Milliardenschulden: PKV und GKV beklagen Nichtzahler

Die gesetzlichen und privaten Krankenversicherer klagen über eine zunehmende Anzahl von säumigen Beitragszahlern. Die privaten Versicherer sprechen von Beitragsrückständen in Höhe von 550 Millionen Euro, bei den Krankenkassen liegen die Ausstände sogar bei 1,5 Milliarden Euro.

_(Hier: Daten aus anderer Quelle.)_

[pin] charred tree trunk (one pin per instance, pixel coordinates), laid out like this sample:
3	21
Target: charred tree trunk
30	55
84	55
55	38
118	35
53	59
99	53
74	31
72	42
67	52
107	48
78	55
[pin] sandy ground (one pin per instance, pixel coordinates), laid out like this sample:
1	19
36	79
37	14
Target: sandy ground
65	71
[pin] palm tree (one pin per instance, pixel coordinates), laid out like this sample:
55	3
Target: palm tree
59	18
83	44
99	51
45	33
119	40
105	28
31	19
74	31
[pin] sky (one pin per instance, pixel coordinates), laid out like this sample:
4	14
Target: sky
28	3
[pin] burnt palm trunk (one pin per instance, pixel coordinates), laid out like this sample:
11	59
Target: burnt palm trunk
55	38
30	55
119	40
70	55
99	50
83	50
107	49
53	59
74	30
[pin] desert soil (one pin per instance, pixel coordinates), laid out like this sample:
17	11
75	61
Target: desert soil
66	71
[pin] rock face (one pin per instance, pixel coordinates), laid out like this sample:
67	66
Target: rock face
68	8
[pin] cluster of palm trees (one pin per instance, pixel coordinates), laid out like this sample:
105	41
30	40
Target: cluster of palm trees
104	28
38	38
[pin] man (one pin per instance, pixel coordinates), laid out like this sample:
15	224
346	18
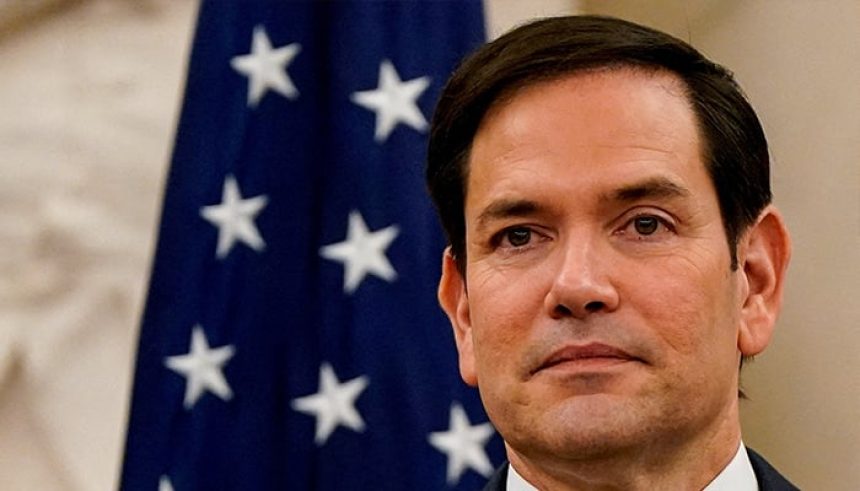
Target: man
613	255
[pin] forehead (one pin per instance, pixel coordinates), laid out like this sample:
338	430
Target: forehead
594	128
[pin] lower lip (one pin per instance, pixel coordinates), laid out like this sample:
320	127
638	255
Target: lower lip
587	364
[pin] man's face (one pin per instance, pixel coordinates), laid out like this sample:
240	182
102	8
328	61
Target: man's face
599	310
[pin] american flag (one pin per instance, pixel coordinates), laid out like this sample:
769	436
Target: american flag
291	338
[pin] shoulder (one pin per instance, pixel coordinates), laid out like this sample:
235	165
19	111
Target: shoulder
769	479
498	481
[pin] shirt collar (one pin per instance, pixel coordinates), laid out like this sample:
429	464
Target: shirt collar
737	476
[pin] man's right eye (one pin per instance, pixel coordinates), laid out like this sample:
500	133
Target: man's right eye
517	237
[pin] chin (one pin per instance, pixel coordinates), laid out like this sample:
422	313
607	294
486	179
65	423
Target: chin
581	428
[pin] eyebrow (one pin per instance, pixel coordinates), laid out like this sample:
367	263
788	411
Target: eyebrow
507	208
658	187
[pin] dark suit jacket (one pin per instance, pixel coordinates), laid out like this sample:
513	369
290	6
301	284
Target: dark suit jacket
768	478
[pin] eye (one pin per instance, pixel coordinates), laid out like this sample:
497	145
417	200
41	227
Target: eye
517	237
646	224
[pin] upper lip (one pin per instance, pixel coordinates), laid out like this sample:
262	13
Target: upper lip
584	351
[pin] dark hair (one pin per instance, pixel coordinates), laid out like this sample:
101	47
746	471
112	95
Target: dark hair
734	147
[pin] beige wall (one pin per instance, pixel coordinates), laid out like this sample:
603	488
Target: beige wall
799	63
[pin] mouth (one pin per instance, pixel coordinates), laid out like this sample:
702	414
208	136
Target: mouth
588	357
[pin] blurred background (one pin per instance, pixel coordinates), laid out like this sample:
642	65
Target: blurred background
89	96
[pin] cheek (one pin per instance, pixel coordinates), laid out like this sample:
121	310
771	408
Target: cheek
689	308
501	309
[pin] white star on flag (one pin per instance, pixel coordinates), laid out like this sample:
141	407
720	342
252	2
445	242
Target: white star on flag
362	252
266	68
164	484
334	404
464	445
393	101
234	218
201	368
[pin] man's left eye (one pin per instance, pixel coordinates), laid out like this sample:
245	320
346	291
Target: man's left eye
646	224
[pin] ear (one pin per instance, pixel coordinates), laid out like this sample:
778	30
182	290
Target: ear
763	258
455	303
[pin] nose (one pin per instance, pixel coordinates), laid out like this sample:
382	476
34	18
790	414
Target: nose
581	284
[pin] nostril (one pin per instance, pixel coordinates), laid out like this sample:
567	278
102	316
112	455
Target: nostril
562	311
594	306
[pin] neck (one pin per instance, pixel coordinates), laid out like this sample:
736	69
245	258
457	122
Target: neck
690	463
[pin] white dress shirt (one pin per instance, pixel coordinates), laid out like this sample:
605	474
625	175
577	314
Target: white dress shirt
737	476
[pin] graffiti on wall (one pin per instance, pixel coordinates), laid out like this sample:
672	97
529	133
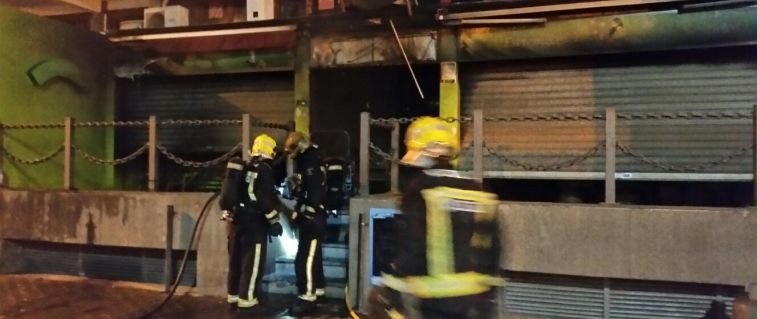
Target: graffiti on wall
377	50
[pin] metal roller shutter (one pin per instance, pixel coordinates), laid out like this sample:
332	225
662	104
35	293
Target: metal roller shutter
267	97
538	88
552	296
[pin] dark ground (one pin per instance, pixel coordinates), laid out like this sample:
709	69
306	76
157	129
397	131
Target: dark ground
41	296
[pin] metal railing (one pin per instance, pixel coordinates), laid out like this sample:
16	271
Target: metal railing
609	117
152	146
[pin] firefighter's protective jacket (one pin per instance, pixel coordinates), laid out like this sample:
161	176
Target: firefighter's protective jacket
449	234
309	167
251	192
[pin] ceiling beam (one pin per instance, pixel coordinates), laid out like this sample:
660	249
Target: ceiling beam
89	5
552	8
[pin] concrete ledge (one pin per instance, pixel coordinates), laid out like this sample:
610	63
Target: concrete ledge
128	219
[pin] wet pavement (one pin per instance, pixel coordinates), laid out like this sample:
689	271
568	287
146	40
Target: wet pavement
46	296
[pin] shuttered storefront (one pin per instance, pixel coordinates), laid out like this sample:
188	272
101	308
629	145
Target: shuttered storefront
267	97
667	84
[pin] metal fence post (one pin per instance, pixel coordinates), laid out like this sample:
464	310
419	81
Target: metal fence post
246	137
3	176
152	165
395	168
168	262
611	141
754	156
67	154
478	145
365	140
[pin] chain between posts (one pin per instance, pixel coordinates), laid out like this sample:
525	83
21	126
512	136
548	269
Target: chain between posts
384	155
546	167
112	124
627	150
408	120
33	161
114	162
182	162
568	117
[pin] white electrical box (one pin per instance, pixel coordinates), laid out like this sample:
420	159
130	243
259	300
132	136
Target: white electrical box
166	17
258	10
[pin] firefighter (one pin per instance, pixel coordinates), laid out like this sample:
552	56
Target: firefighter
249	200
449	235
309	217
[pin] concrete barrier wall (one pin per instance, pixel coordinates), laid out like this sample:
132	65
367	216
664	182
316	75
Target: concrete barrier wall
698	245
126	219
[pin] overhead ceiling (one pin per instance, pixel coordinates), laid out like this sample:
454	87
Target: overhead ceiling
66	7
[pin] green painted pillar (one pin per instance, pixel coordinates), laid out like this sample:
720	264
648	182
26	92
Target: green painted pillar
302	83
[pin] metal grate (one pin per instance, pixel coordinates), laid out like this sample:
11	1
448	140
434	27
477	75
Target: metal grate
551	296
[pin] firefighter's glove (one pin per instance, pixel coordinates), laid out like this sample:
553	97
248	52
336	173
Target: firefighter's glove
227	216
276	230
303	211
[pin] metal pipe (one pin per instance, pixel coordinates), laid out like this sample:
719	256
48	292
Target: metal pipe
494	21
67	154
246	137
168	262
152	155
407	61
394	174
365	140
478	145
610	142
754	155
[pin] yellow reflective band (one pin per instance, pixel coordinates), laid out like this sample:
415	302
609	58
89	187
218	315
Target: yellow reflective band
247	303
444	286
235	166
439	249
309	271
394	314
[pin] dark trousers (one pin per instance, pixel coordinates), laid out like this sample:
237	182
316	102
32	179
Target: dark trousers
309	260
247	252
382	299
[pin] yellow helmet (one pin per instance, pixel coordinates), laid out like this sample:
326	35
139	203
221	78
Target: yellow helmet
430	137
263	146
296	143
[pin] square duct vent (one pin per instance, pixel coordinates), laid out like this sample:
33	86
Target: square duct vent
258	10
166	17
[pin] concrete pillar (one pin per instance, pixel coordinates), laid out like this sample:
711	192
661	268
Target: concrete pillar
302	83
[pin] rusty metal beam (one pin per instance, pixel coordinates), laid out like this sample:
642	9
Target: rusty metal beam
89	5
552	8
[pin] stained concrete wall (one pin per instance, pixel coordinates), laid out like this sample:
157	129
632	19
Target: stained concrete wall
695	245
127	219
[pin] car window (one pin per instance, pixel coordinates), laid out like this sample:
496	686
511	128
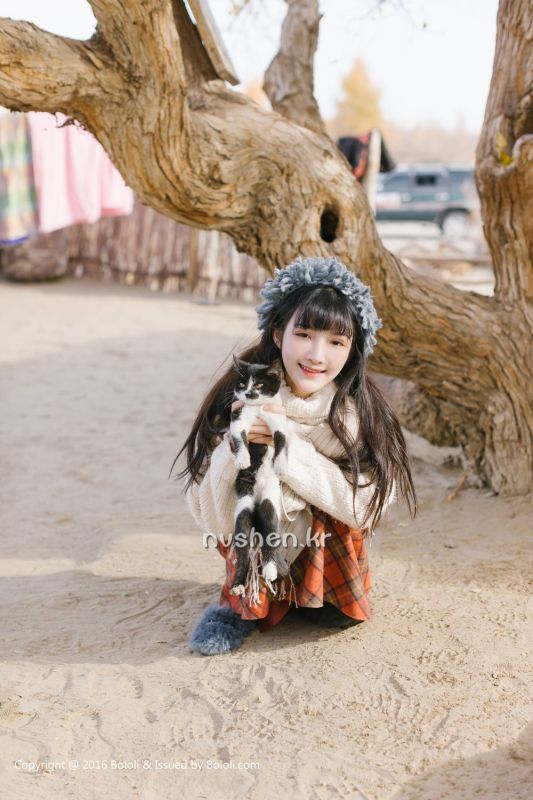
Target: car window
458	177
428	179
397	183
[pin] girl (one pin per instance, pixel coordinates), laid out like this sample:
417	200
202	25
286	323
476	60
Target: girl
346	455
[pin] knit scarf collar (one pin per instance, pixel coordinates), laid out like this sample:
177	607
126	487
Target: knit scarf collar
309	410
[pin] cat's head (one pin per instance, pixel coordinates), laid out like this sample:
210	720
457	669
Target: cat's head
256	383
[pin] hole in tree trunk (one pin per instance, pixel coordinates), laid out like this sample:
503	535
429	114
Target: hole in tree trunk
329	222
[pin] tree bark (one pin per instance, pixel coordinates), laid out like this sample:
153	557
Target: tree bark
208	156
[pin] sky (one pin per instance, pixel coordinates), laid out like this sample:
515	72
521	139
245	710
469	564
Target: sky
430	59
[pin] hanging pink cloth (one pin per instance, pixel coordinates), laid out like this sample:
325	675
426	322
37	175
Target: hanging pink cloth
74	178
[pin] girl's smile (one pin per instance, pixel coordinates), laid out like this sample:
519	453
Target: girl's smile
311	358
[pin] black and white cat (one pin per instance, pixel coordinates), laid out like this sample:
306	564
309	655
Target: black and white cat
257	484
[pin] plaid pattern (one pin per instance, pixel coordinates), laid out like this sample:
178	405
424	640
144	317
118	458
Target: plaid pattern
335	569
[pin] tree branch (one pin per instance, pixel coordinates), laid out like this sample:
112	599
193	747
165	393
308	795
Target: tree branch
44	71
504	154
211	157
288	80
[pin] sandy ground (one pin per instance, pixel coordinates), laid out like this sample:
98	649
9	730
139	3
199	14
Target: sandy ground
103	576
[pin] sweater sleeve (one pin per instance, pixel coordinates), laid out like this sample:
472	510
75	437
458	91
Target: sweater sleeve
212	501
322	483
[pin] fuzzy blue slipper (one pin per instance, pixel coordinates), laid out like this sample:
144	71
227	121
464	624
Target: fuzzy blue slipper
219	630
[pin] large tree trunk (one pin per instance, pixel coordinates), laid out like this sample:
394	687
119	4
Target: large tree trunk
210	157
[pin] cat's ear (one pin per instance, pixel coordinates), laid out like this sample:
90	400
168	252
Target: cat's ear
276	370
240	366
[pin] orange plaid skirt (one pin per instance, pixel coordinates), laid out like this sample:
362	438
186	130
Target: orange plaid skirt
333	569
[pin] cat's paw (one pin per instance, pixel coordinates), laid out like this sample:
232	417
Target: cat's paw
270	571
281	464
242	459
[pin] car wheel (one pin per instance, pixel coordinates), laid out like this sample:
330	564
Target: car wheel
457	225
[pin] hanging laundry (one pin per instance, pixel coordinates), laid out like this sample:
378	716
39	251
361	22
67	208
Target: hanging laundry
75	179
18	209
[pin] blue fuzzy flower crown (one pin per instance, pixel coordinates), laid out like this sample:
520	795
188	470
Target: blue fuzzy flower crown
329	272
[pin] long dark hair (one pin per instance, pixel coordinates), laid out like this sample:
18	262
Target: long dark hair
379	450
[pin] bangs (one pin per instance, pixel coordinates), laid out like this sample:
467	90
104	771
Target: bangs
326	310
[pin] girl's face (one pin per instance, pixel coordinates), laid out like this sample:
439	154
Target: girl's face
323	352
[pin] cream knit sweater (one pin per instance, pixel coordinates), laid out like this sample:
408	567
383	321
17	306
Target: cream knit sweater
311	477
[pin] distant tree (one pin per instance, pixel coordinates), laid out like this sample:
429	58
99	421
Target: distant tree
359	109
195	149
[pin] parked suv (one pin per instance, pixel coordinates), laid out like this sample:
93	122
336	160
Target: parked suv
430	193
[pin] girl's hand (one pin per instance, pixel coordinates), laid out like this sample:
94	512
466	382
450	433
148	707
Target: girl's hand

Immer mehr Krankenversicherte schulden ihrer Versicherung Beiträge. Wie der Spitzenverband der gesetzlichen Krankenversicherungen mitteilt, registrieren die gesetzlichen Krankenkassen in jüngster Zeit einen Zahlungsrückstand von 1,53 Milliarden Euro.

Und auch die privaten Versicherungen leiden unter zunehmend mehr säumigen Beitragszahlern. Rund 144.000 nichtzahlende Privatpatienten verursachten den privaten Krankenversicherern bisher einen Schaden von fast 550 Millionen Euro. Weil in Deutschland seit einigen Jahren eine Versicherungspflicht besteht, dürfen die Krankenversicherer säumigen Kunden nicht ohne weiteres kündigen.

Säumige Beitragszahler gelten als arm

Viele der Nichtzahler in GKV und PKV gelten als arm und finanziell überfordert. „Die Einführung der Versicherungspflicht bedeutete nicht, dass die Mitglieder ihre Beiträge auch zahlen können“, sagte GKV-Verbandssprecherin Ann Marini. Unter den säumigen Mitgliedern seien auch freiwillig versicherte Selbstständige.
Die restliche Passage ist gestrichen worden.